The European Space Agency (ESA) is currently working on a process for bioprinting human tissues from cells to better treat astronauts on mission to Mars – who have left for years of travel.
In collaboration with the Dresden University of Technology Hospital and Blue Horizon, the teams have developed the first bioprinted skin and bone samples. The process has been done backwards to see if it could work in an environment where gravitation is completely different: the first results are apparently conclusive, good news for astronauts!
Research in bioprinting in space is not new; already on board the International Space Station, researchers are interested in the development of cancer cells and are using bioprinting to develop different models. ESA is looking at the care provided to astronauts on mission: it seeks to provide them with effective remedies, without any intervention from the Earth. The scientists in charge of the project have used plasma as bioink to develop the first samples.
According to Nieves Cubo of the University of Dresden, blood plasma acts as a nutrient-rich biological ink, a liquid component that could be collected directly from the astronaut in question. The problem is that plasma has a very fluid consistency with which it is difficult to work, especially in weightlessness. To meet this challenge, the researchers have added methylcellulose and alginate to increase the viscosity of the final biological ink. These two agents are found in plants and algae and can be easily transported in space.

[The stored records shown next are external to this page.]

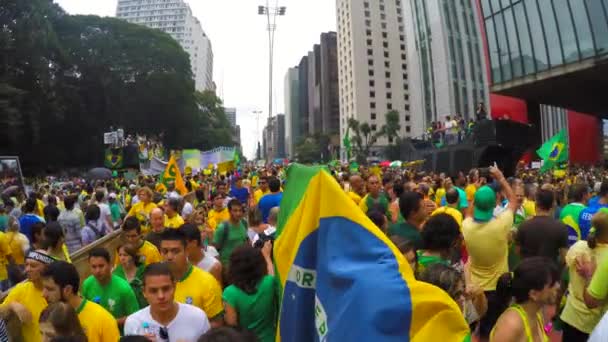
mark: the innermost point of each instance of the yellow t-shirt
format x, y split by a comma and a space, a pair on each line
148, 254
216, 217
456, 214
5, 251
470, 190
575, 312
257, 195
18, 243
354, 196
201, 289
487, 244
439, 195
98, 324
29, 296
142, 213
174, 222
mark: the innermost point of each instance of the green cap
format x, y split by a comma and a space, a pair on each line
485, 202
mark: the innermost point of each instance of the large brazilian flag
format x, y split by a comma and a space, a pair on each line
343, 280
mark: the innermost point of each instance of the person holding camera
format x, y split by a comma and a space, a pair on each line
251, 302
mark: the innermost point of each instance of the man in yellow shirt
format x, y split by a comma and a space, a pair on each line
219, 213
172, 217
261, 190
26, 299
148, 253
452, 200
194, 286
60, 284
357, 188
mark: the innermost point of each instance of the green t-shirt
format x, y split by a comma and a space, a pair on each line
237, 235
598, 288
406, 231
117, 296
256, 312
136, 283
425, 261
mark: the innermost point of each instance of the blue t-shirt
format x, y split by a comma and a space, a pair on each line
584, 221
26, 222
241, 194
268, 202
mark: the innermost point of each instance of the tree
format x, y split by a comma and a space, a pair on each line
363, 139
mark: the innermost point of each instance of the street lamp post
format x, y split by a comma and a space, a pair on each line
271, 14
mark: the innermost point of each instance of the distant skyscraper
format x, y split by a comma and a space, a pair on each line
231, 115
293, 131
444, 59
372, 63
175, 18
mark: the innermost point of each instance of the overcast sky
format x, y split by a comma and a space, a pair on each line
240, 45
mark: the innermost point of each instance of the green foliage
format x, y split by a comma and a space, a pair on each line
64, 80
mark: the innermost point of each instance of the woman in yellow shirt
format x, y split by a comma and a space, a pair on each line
141, 210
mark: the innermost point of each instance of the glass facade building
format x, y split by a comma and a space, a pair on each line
526, 37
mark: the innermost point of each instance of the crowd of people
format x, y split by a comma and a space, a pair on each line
524, 257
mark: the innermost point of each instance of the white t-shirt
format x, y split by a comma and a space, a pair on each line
189, 324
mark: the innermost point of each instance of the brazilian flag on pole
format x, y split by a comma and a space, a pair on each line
555, 151
342, 279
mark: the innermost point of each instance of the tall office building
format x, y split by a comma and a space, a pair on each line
444, 59
372, 64
175, 18
293, 132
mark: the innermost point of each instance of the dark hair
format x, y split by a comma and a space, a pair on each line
545, 199
64, 320
191, 232
603, 189
30, 205
377, 217
599, 221
409, 202
132, 251
53, 232
247, 268
228, 334
444, 277
274, 184
131, 223
173, 235
440, 233
69, 202
234, 203
51, 213
451, 196
157, 269
93, 213
531, 274
99, 252
63, 274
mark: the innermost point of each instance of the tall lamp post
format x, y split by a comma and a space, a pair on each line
271, 14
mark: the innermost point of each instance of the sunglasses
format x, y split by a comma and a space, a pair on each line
163, 333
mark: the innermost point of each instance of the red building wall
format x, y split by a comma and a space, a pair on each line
583, 129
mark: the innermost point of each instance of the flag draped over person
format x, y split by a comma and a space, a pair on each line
172, 174
554, 151
341, 277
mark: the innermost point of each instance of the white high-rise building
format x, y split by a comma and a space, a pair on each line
175, 18
445, 59
372, 64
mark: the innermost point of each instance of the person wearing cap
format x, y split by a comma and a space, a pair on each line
25, 300
487, 241
219, 213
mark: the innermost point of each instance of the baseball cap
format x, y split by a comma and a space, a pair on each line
485, 202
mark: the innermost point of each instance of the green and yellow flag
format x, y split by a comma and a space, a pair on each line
172, 174
554, 151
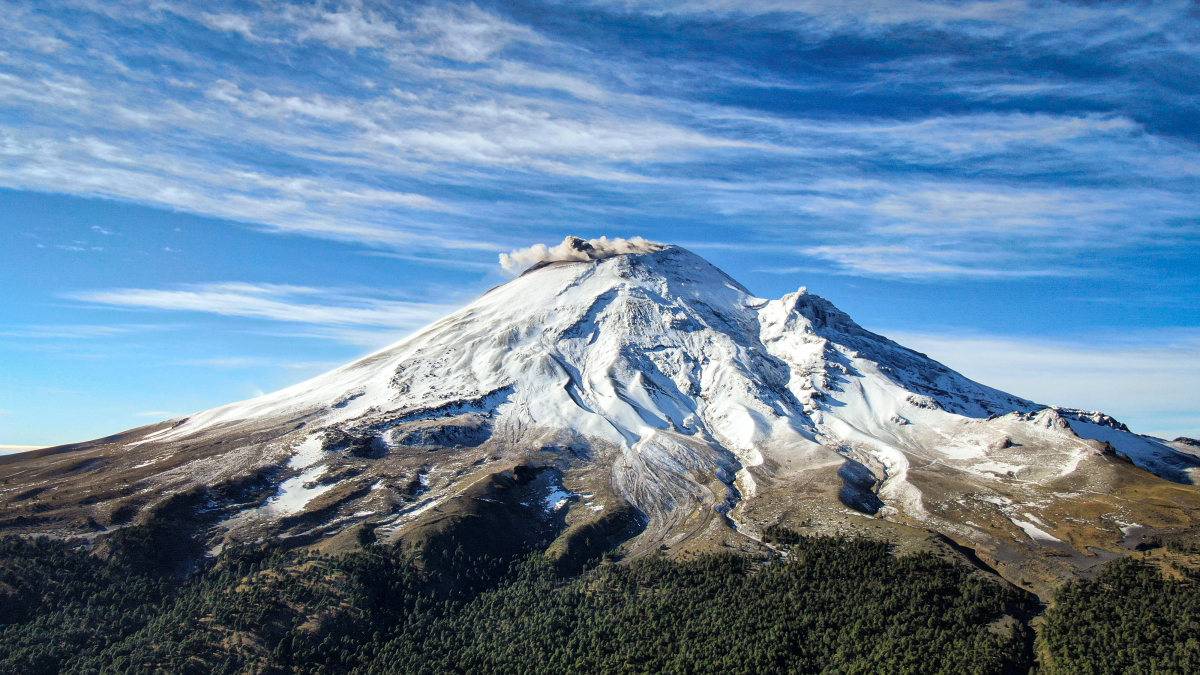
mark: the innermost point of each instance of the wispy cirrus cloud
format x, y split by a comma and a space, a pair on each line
271, 302
433, 127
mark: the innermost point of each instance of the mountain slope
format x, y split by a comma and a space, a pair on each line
647, 392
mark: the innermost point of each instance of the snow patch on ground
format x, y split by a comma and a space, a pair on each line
1033, 531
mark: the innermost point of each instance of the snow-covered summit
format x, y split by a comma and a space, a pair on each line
643, 345
641, 375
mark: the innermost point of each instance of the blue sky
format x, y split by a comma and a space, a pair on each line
201, 202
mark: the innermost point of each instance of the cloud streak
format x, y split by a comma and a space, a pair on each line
276, 303
430, 129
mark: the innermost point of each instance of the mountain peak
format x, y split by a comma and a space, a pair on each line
575, 249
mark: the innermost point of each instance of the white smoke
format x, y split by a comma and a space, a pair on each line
575, 249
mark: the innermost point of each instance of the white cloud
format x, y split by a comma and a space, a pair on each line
227, 22
1151, 384
467, 33
351, 27
270, 302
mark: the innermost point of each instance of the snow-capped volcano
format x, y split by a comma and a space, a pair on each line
646, 376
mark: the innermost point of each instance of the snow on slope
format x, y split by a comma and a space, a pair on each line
661, 356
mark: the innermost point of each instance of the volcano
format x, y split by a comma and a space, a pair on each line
631, 395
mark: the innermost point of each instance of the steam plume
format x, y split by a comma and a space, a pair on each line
575, 249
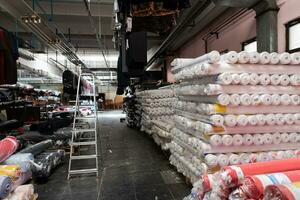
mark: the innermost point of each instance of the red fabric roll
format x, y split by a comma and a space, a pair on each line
7, 147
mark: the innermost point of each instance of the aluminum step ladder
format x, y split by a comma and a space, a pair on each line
79, 139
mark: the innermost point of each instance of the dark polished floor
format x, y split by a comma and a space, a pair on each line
133, 168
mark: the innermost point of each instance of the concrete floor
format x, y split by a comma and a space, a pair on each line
133, 168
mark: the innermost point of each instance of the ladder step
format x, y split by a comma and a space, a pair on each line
83, 143
84, 171
83, 157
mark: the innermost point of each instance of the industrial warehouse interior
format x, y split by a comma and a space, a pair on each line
149, 100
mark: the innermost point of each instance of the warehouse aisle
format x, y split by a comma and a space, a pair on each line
134, 168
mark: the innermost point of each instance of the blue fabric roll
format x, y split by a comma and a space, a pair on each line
5, 186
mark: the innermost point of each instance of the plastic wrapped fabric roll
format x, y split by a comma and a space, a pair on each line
7, 147
243, 57
276, 99
253, 187
266, 99
284, 137
264, 58
230, 57
5, 186
295, 58
261, 120
255, 99
237, 140
295, 79
247, 139
227, 140
252, 120
264, 79
211, 160
38, 148
284, 79
242, 120
258, 139
254, 57
285, 58
275, 79
276, 138
279, 119
274, 60
236, 79
216, 140
268, 138
234, 159
13, 171
254, 79
223, 160
235, 99
245, 79
230, 120
245, 99
283, 192
217, 120
270, 119
21, 159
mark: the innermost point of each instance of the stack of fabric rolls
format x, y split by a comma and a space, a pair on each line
157, 114
235, 108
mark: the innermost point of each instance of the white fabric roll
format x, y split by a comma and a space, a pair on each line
285, 99
285, 58
230, 57
216, 140
252, 120
245, 158
267, 138
264, 58
275, 79
254, 79
284, 137
223, 160
274, 58
243, 57
258, 139
237, 140
235, 99
230, 120
295, 79
227, 140
264, 79
245, 99
293, 137
217, 120
255, 99
225, 78
247, 139
224, 99
242, 120
266, 99
236, 79
276, 138
284, 80
245, 79
234, 159
211, 160
276, 99
279, 119
261, 119
295, 58
254, 57
270, 119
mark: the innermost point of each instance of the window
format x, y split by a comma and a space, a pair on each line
250, 45
292, 36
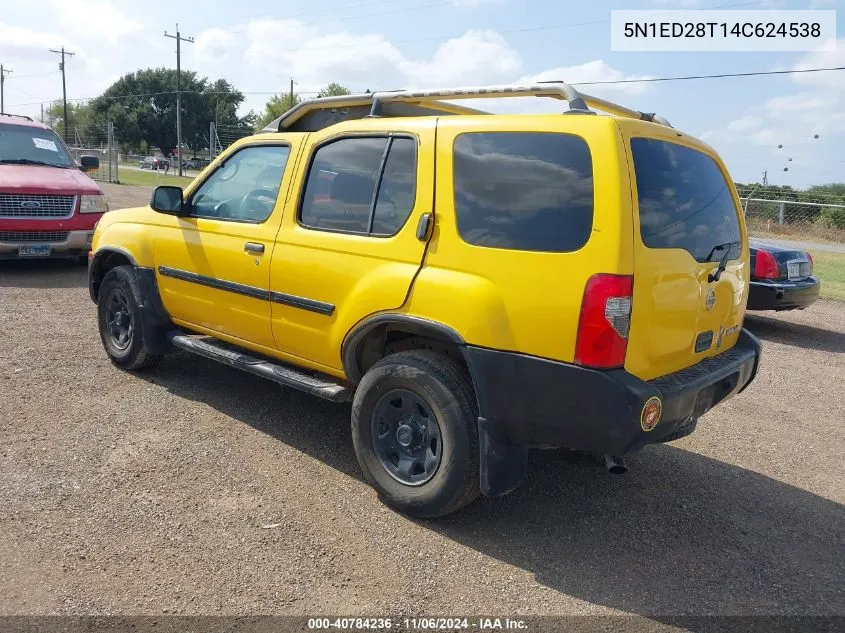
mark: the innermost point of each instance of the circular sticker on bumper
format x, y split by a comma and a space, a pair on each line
650, 415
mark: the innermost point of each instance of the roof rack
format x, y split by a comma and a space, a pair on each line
314, 114
18, 116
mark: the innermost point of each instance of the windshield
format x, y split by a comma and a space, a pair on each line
685, 201
32, 145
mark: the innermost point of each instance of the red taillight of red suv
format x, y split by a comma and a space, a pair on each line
605, 320
766, 266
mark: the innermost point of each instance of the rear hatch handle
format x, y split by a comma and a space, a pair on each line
723, 263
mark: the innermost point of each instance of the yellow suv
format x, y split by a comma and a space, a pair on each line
475, 284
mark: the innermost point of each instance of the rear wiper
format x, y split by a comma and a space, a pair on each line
26, 161
723, 263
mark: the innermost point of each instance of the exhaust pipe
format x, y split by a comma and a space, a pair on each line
615, 464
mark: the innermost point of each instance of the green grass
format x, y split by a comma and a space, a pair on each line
830, 269
151, 178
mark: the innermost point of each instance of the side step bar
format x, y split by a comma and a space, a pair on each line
313, 383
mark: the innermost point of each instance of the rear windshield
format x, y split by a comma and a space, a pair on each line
684, 200
524, 191
26, 144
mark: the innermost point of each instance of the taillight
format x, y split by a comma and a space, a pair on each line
605, 320
766, 266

From this mixture of cells, researchers have bioprinted skin and bone samples upside down to reproduce the characteristics of a space environment. With regard to bone bioprinting, Nieves explains: “The production of the bone sample involved the printing of human stem cells by adding bone cement to calcium phosphate as a structural support, which is then absorbed during the growth phase.”
The project also involves a clear understanding of the type of facilities that would be required on board in terms of equipment, operating rooms and sterile environments. Researchers are also considering the possibility of creating more complex tissues for transplants, which will eventually lead to the printing of entire organs for astronauts.

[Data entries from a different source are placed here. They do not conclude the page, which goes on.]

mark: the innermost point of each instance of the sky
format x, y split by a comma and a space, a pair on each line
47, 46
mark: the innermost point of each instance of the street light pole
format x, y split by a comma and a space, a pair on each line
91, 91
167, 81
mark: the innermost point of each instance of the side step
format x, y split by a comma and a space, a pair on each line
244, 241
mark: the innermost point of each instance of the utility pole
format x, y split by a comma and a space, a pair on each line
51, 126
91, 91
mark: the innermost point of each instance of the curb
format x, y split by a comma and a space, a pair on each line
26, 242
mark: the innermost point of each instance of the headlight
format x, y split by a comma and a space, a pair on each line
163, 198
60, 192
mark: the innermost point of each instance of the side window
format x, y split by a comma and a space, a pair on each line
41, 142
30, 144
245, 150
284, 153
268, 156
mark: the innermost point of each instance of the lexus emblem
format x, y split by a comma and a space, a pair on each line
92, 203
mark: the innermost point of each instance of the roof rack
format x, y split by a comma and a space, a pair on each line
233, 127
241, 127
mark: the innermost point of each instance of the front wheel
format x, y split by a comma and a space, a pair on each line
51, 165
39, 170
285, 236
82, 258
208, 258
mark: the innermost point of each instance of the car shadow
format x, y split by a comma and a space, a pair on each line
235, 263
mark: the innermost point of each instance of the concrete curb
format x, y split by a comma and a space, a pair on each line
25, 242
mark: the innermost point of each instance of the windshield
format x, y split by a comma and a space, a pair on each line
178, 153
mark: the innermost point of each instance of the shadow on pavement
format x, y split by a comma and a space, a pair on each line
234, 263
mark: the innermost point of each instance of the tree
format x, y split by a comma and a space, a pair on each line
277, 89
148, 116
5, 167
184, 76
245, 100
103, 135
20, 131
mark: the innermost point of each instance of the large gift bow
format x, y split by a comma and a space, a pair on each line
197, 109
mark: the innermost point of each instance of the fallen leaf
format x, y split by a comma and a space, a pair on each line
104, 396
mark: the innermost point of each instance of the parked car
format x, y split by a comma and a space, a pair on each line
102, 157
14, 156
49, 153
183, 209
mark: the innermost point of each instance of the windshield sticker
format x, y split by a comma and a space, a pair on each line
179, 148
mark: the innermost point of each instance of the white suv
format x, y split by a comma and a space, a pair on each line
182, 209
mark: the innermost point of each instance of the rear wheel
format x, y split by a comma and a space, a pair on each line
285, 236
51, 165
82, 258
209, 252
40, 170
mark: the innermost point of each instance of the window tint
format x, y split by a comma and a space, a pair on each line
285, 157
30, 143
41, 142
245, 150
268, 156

Tommaso Ghidini, head of ESA’s Structures, Mechanics and Materials Division and project supervisor, adds: “A 3D bioprinting capability will allow astronauts to respond to medical emergencies as they arise. In the case of burns, for example, new skin could be bioprinted instead of being grafted elsewhere on the astronaut’s body, causing secondary damage that does not heal easily in the orbiting environment. In the case of bone fractures – made more likely by weightlessness in space, a replacement bone could be inserted. In any case, the bioink would come from the astronaut himself, so rejection of the graft would not be a problem.”
The ESA team is quite confident about the results, although this research will probably not be complete for a few years. In particular, they build on the success of bioprinting on Earth and hope that it will be able to go beyond terrestrial boundaries.